Lucília Gago considerou estranho o “súbito interesse” dos deputados no relatório de atividades do MP. “É a primeira vez que um procurador-geral é questionado sobre o relatório de atividades do Ministério Público”, atirou, para desfazer o equívoco de que não comparece na AR: “Esta é a quarta vez, desde o início do meu mandato, que me encontro a ser ouvida na Assembleia da República, correspondendo a solicitações.

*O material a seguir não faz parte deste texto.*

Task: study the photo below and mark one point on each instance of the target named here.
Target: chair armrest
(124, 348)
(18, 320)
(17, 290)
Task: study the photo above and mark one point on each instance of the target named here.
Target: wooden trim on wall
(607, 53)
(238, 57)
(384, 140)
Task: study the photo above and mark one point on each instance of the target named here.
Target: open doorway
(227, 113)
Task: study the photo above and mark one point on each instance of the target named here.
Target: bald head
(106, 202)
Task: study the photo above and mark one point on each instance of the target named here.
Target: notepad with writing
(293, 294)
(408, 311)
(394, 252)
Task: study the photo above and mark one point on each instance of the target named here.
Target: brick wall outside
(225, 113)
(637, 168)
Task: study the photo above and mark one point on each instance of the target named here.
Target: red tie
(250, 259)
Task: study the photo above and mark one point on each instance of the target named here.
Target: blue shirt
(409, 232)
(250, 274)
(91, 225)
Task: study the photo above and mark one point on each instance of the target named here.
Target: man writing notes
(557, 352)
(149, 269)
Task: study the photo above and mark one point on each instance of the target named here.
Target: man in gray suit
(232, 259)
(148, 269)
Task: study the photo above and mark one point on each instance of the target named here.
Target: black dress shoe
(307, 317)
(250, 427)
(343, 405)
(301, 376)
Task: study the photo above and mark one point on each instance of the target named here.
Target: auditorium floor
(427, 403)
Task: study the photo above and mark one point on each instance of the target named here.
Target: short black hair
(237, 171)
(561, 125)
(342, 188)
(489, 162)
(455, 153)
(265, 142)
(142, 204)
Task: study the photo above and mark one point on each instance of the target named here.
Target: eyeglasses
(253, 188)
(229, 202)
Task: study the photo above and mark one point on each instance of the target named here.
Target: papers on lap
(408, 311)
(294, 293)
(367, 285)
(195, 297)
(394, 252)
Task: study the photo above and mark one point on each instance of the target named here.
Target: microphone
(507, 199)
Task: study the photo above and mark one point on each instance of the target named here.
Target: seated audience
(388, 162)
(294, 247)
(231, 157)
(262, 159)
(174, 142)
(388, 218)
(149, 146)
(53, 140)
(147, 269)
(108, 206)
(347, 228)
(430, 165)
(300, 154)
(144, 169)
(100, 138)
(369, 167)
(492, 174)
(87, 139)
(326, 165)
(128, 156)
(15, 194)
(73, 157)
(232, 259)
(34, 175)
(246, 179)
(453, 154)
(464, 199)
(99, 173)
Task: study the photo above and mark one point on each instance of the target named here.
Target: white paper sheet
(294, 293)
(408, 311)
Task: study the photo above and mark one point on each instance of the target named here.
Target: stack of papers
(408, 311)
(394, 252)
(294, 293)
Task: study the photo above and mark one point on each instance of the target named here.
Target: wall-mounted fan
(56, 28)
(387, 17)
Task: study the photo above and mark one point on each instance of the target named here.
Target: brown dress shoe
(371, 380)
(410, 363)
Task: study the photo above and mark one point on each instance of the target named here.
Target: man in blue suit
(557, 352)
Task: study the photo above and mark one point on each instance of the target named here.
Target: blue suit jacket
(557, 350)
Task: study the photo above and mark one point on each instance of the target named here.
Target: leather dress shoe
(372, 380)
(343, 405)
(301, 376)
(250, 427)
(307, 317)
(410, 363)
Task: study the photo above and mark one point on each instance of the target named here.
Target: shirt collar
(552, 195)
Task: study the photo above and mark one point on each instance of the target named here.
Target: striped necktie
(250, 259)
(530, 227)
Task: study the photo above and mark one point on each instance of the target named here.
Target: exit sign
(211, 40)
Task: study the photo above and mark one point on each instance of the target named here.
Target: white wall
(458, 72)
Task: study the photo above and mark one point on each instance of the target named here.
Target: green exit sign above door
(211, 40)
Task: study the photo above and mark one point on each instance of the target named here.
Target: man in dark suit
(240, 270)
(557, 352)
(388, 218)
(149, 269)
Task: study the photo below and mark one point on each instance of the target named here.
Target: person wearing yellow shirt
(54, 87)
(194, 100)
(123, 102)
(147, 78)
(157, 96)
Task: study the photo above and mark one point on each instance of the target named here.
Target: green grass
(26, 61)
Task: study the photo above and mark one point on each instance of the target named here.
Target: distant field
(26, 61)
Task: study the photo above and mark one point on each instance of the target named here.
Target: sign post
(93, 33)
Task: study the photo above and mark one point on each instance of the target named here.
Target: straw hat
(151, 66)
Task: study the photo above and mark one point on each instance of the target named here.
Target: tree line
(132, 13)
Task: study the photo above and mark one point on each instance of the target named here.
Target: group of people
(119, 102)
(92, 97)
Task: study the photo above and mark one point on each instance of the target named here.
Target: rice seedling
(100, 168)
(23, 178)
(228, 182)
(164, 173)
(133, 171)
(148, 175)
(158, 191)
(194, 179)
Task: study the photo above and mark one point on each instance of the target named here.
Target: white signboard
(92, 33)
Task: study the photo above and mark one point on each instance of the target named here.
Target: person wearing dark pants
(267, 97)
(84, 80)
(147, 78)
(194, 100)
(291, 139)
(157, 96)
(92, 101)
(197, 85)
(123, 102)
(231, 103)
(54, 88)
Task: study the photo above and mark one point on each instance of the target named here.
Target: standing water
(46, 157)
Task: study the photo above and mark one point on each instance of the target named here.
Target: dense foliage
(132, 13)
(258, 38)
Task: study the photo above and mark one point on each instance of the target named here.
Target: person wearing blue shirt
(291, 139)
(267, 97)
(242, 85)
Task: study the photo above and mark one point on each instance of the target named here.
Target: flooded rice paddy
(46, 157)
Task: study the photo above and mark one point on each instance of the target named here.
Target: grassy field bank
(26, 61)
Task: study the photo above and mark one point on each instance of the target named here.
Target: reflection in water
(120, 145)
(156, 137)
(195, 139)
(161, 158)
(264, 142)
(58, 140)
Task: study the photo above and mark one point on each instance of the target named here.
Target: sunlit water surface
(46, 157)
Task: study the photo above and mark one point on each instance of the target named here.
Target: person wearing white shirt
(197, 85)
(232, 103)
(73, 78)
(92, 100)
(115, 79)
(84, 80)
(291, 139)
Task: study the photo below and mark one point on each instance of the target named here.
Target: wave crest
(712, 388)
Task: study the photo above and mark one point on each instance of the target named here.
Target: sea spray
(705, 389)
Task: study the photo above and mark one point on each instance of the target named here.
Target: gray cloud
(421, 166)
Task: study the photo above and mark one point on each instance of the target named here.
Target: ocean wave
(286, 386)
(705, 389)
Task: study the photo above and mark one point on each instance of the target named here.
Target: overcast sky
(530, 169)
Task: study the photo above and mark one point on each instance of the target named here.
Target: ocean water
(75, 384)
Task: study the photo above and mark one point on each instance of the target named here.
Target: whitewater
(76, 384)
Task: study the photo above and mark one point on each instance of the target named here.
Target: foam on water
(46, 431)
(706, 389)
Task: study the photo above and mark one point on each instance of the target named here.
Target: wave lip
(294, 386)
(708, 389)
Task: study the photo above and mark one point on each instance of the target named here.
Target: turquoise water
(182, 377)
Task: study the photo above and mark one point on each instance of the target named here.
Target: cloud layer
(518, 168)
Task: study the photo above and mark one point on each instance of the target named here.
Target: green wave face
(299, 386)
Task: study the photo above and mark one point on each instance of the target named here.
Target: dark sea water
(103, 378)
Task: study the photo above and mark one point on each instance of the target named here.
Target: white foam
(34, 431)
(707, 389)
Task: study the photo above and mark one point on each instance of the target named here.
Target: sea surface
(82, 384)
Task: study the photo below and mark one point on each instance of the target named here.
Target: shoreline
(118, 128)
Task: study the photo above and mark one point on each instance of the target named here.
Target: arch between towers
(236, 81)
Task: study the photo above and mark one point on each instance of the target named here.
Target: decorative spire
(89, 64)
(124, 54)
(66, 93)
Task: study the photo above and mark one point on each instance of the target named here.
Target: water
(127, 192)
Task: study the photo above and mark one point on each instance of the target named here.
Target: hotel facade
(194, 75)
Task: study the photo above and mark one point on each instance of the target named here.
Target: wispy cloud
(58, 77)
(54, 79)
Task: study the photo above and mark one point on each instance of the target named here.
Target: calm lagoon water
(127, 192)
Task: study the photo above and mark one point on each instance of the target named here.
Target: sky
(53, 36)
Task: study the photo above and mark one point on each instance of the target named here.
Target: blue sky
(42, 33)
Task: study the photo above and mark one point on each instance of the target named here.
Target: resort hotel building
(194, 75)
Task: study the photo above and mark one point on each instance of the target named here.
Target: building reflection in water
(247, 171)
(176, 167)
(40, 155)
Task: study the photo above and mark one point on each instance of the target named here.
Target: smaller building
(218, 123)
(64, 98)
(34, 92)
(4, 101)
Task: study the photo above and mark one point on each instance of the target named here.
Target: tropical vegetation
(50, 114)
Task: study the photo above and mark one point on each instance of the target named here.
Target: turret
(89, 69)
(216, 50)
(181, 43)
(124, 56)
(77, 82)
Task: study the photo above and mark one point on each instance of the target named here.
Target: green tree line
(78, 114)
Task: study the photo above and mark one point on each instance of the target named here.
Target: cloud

Em 2019, no âmbito da comissão parlamentar de inquérito de Tancos; em junho do mesmo ano, no âmbito de uma audição sobre crianças e jovens; e, em 2021, numa audição sobre a diretiva dos poderes hierárquicos em processo penal”, recordou.

Por outro lado, desvalorizou o facto de o relatório do MP só ter sido divulgado em agosto, quando o prazo previsto é 31 de maio, ao lembrar atrasos no mandato da antecessora. “Em setembro de 2018, antes de iniciar o meu mandato, foram divulgados três relatórios, reportados aos anos 2017, 2015-16 e 2015-14. Relativamente ao meu mandato, os relatórios foram sequenciais e tudo foi rigorosamente cumprido, salvo o momento de apresentação”, observou, com deselegância.

Não é culpada de nada. Até as razões do atraso no relatório pesam sobre colegas e outras entidades. Assim, apontou o envio retardado de dados por comarcas do MP e as greves dos funcionários judiciais, apesar de reconhecer a “justeza das reivindicações” dos seus profissionais.

Os partidos insistiram na questão das violações do segredo de justiça, tendo Lucília Gago lembrado que “perseguir os responsáveis pela violação do segredo de justiça” obrigaria a recorrer a “meios intrusivos de obtenção de prova”. Aliás, isso é recorrente nos diversos processos!

Na primeira intervenção, após as questões do PAN e do BE (não fizera qualquer declaração inicial), deu conta das dificuldades que magistrados do MP têm em trabalhar. Porém, saiu da AR sem concretizar o que afirmou sobre a alegada campanha orquestrada contra o MP (complexo de perseguição) e sem se referir ao caso que atingiu o ex-primeiro-ministro António Costa.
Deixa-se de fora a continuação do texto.